ResNet paper : arxiv.org/abs/1512.03385
Today, we're going to talk about ResNet, which was introduced by the Microsoft team in Deep Residual Learning for Image Recognition ResNet introduced a methodically novel concept rather than a mathematically difficult concept: a concept called Residual.
Residual can be simply thought of as the error of the result, but it can be thought of as the remainder after subtracting X from Y. Therefore, in the past, the Residual was only used as a criterion for evaluation, and there was no thought of using it for learning.
Problem of Plain Network
Plain Network refers to networks that do not use skip/shortcut connection, such as AlexNet and VGGNet. These networks are problematic as the network gets deeper and deeper: gradient vanishing and gradient expanding.
Gradient vanishing/exploding
In a neural network, the derivative of the loss function corresponding to the weight is obtained through error back propagation to obtain the gradient. In this process, the partial derivative of the activation function is found and multiplied by that value. This causes the derivative of the activation function to converge to 0 or diverge to a very large value as the layer goes to the rear.
When the neural network deepens like this, when a small differential value is multiplied several times, it approaches 0, which is called Gradient Vanishing. Conversely, if a large derivative is multiplied several times, it will have a very large value, which is called Gradient Exploding.
A plain network that is too deep is difficult to learn. Let's look at the next picture first.
The reason why the error rate of the deeper 56-layer network is higher than the error rate of the 20-layer is called degradation in this paper, which is the same problem as the gradient vanishing described above. In this paper, the core idea to solve the gradient vanishing problem is that the deep model should not have a higher training error than the shallow model if the layers are deep and many layers are made by identity mapping. In this paper, this method is presented as a deep residual learning framework.
Residual Learning
If the underlying mapping of the existing neural network is H(x), that is, if the learning goal was to minimize H(x), the goal in this paper is to minimize F(x) = H(x) - x as a residual mapping. H(x) is redefined.
This redefinition method started with the assumption that identity mapping residual mapping F(x) is easier to optimize than optimizing the existing unreferenced mapping H(x).
That is, it is defined as H(x) = F(x) + x. Learn to F(x) = 0 so that H(x) = 0+ x. The characteristic of this method is that even if the above equation is differentiated, the gradient vanishing problem can be solved because the right term x is differentiated and has a value of 1.
If you solve the problem of gradient vanishing in this way, you can build a neural network with better performance because you can build deeper layers of the neural network without reducing the accuracy.
Comparison of structures of ResNet and other networks
Architecture of Plain Networks
Plain baseline was inspired by VGG. The convolutional layer is designed with a 3x3 filter and two rules.
- Filter of the same size as the map size of the same output feature.
- If the size of the feature map is reduced by half, the depth of the filter is doubled to preserve the time complexity.
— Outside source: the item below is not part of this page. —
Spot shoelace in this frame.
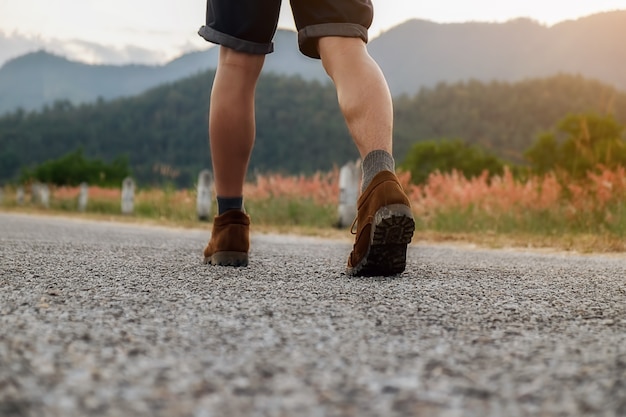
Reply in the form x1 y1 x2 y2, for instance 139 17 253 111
350 217 358 235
Architecture of Residual Network
A shortcut connection has been added based on the Plain Network. Residual Network should set input and output to the same size. There are two things to consider for doing so.
- Sizing with zero padding.
- Sizing with projection.
Experiments
For plain networks, 34-layer performed worse than 18-layer. On the other hand, ResNet can confirm that 34-layer performs better than 18-layer.
Based on the above experiment, the residual network (right graph) shows that the degradation problem of the plain network (left graph) has been solved, and the initial convergence speed is also fast, and it can be seen that the optimization of resnet is easy through this.
In Table 1, it can be seen that the structure has changed slightly from 50-layer or higher, as the number of layers increases, the parameter increases, and the number of FLOP increases, so the complexity increases, and the bottle neck architecture is used to solve this problem.
Bottleneck is basically used to reduce the amount of computation, and it reduces the number of channels through 1x1 conv to reduce the demension like GoogLeNet's Inception structure, and then increases the number of channels through 1x1 conv again. As shown in the figure above, the computation volume is reduced, and additional non-line (ReLU) is also helpful.